When it came to sharing feelings, Roanne and my sister had been my tiny comfort zone for a long time. I didn’t open up to Darla. “I’m okay,” I said. “Some days are harder than others.”
“I pray for you, and I pray for Roanne’s immortal soul, that she had the time to accept Jesus as her Savior and ask Him for forgiveness befor she … she spoke to you before she … what did she say?”
“She wasn’t making sense. She mentioned a teacher from Bonham.” I paused to rerun from memory Roanne’s other ramblings. “She said anger was a trap, and I should speak up. Gibberish, really.’’
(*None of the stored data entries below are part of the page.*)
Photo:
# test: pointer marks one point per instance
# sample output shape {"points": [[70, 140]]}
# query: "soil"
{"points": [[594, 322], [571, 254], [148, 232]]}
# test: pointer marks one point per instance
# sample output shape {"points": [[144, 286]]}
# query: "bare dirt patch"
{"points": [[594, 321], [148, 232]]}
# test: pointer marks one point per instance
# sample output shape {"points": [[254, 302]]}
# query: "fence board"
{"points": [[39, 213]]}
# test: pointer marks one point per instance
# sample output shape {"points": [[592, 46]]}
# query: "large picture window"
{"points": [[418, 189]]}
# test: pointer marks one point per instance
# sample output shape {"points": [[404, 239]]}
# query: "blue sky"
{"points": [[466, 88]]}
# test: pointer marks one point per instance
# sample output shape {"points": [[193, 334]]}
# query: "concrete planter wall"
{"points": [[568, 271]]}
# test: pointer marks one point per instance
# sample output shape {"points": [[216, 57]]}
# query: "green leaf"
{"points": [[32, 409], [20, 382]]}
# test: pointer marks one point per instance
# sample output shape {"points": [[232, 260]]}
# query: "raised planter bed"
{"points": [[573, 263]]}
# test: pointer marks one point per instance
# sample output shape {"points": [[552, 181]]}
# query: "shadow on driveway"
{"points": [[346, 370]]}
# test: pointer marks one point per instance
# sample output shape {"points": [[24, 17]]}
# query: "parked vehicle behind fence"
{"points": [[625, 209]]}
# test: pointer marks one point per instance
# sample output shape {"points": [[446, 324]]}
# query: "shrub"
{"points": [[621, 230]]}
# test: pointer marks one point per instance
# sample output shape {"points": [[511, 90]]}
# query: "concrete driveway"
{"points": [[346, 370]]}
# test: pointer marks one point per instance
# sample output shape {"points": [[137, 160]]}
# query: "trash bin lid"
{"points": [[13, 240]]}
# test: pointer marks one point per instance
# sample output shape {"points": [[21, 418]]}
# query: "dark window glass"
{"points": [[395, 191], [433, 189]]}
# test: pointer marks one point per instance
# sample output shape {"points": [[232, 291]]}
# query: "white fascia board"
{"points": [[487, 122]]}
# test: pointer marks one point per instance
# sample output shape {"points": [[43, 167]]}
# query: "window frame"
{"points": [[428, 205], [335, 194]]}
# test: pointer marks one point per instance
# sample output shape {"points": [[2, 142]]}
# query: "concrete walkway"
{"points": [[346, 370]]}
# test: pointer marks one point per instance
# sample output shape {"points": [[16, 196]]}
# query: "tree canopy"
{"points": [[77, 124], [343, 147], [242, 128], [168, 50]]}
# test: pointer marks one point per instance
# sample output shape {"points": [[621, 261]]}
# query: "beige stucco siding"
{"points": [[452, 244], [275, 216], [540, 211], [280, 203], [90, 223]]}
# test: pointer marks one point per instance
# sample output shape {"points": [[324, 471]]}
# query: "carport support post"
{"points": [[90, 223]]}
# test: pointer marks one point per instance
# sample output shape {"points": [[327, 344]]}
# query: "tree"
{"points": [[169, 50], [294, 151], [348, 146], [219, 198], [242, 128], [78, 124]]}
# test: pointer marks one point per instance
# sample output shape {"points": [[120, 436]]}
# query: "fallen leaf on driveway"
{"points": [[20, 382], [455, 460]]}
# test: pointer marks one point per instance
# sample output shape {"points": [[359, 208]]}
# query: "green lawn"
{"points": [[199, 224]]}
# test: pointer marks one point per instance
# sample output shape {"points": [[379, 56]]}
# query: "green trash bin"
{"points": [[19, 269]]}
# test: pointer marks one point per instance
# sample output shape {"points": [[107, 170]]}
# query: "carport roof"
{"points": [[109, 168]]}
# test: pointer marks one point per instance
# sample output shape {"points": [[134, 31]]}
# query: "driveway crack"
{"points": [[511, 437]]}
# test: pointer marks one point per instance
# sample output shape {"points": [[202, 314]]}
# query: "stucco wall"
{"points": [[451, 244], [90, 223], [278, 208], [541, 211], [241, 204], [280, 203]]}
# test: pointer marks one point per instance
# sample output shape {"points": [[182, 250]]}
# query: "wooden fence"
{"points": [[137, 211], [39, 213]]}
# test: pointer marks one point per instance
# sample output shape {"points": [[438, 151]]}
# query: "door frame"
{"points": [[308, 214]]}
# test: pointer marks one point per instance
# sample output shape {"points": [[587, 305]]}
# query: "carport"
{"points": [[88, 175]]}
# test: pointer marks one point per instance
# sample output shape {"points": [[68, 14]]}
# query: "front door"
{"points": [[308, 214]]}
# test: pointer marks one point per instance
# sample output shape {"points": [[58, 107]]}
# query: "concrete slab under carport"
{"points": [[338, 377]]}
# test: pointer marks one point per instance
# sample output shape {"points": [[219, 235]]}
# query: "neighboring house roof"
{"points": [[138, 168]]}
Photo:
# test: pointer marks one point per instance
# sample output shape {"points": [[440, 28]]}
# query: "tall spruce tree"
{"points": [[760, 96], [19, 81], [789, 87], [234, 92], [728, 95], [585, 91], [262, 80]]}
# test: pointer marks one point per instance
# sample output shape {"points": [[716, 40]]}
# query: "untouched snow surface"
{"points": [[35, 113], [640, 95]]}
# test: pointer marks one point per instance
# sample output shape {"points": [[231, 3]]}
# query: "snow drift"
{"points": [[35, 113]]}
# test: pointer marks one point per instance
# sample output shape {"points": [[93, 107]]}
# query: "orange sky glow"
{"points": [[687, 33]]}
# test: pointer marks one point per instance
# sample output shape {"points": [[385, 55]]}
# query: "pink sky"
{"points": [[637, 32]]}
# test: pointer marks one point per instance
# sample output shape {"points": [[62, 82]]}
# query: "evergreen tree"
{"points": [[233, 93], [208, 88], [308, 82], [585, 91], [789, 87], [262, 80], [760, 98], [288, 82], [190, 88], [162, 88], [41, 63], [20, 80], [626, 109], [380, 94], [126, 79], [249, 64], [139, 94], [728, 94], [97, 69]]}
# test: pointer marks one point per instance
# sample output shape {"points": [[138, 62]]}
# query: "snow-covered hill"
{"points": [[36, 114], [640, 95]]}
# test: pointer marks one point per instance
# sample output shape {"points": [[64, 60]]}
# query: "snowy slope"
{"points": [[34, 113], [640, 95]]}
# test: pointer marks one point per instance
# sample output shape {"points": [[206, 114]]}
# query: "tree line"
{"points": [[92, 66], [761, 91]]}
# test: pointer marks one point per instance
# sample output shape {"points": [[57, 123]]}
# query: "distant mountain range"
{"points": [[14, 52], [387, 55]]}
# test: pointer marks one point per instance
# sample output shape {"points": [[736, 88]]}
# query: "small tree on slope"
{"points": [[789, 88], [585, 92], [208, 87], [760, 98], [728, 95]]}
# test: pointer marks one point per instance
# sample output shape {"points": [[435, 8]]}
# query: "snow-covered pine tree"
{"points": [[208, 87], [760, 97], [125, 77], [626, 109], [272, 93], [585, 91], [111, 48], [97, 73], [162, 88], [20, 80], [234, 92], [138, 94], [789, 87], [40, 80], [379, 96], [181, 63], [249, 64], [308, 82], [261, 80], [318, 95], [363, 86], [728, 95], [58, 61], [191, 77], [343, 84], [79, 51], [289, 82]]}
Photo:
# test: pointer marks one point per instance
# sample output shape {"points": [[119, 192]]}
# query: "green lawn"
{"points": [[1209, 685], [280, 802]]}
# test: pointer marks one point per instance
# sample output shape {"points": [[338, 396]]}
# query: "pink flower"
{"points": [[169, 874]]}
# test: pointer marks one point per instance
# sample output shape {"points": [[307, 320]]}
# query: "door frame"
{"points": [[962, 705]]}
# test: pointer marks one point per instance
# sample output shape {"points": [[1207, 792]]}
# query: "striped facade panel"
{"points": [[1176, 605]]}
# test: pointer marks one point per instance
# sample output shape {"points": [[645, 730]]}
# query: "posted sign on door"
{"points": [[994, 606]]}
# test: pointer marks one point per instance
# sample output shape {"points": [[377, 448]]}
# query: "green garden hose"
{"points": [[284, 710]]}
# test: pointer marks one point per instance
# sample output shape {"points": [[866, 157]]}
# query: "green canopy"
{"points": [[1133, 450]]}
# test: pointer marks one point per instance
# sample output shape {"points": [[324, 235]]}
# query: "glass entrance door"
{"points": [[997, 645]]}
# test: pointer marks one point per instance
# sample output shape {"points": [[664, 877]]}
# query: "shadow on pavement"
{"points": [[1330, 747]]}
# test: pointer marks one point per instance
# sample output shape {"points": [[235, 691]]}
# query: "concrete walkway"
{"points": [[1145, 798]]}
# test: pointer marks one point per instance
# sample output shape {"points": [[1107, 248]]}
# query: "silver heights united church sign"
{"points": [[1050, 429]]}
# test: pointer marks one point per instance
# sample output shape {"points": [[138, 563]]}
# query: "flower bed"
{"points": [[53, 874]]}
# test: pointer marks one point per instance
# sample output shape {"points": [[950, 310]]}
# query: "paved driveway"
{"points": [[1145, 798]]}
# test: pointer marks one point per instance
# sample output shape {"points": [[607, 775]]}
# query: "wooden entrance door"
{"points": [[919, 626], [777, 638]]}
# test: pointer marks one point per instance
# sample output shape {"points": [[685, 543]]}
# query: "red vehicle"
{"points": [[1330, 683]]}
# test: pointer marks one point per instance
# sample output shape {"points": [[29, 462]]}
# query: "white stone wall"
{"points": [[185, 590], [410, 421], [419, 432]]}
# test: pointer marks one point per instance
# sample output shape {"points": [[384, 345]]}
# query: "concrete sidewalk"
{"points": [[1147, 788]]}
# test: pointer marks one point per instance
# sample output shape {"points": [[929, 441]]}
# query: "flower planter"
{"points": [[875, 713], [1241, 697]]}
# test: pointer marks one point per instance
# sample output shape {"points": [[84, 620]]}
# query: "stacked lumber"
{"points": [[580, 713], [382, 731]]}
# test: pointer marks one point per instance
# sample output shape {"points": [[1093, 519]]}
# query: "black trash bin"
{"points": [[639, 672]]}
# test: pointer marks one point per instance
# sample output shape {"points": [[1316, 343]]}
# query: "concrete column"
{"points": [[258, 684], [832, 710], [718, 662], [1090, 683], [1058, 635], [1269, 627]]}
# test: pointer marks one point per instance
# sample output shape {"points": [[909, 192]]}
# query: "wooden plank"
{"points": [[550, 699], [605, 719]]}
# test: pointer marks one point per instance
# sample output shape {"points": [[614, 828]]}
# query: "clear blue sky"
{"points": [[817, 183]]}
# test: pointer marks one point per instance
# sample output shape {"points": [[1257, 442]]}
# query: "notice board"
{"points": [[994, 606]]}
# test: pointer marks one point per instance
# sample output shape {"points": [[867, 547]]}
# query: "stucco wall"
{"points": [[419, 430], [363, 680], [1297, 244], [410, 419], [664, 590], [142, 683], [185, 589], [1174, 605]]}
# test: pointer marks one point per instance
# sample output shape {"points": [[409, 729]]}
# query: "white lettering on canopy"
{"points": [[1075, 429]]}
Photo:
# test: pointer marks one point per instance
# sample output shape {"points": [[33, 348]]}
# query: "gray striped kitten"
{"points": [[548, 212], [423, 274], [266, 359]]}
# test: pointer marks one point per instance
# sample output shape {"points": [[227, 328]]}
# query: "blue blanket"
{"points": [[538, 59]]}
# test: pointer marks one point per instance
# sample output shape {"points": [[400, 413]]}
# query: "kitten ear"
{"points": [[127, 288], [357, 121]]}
Darla stared at me. “She was angry at a teacher from high school?”
“No. Just angry.”
“That doesn’t sound like Roanne. I know she took it hard when Johnny left her, but, my God, that was almost twenty-five years ago. For all her failings, and, of course, we are all in need of God’s mercy, no one can say she wasn’t a cheerful person.”
That was true. Roanne had lifted me out of the dumps with her smile or a clever word more times than I could remember. Our lives had run parallel in many ways—college right after high school, marriage soon after college, both to military guys who served in Vietnam. They were best buddies like us, her Johnny and my Scott, two daughters for her, one son for me. Both divorces were ugly events that seemed much longer than necessary compared to the marriages of nineteen years for hers, mine after twenty-four.
“Lord Jesus, help me understand,” Darla repeated. “Scott was a jerk, too. You divorced him. You didn’t do … that.”
“My life didn’t splinter into bits around me. She lost everything she cared about because of those rumors.”
“Her and that student.”
“She always blamed Johnny.”
“She couldn’t prove Johnny had anything to do with those rumors,” Darla said, an irritation in her voice, or maybe just fatigue.
“You can know something’s true even if you can’t prove it.”
“Still, you move on, don’t you? You’re not going to go over to Scott’s house with a gun and—” Darla’s volume went up a notch, her tone bitter. “‘Domestic violence,’ that’s what they said on the TV news. Roanne wasn’t violent. She was a nice lady, just like you and me.”
“Maybe there was a part of her we didn’t see?”
“Nonsense. Roanne was transparent as a picture window,” Darla said. She put a hand to her mouth. “Oh, my, the boys will be disappointed there are no bones for them. After the guests finish off the ribs, I always give them the bones.”
“The boys” were Darla’s two Cairn terriers. Roanne and I had concluded long ago that the dogs were substitutes for Darla’s sons, the one who had died as a child and the one who stayed far away on one business assignment or another.
I touched her hand. Distraction had always been Darla’s way of coping. She was stuck in her living room full of grief with no immediate escape route, no place to secretly wolf down a pint of ice cream or a pan of brownies.
She curled away from me and pulled her hand out of my reach. “It must have been an accident. I refuse to believe she could have … ”
“Shot Johnny, then turned the gun on herself?”
Darla shook her head and waved her hand in a dismissive motion, like she was trying to erase my words. “No, I’ve read about this kind of thing. Women don’t do it.”
I caught her hand and patted it. “But she did do it, hon, she did.”
Darla abruptly stood up. “That potato salad won’t keep.”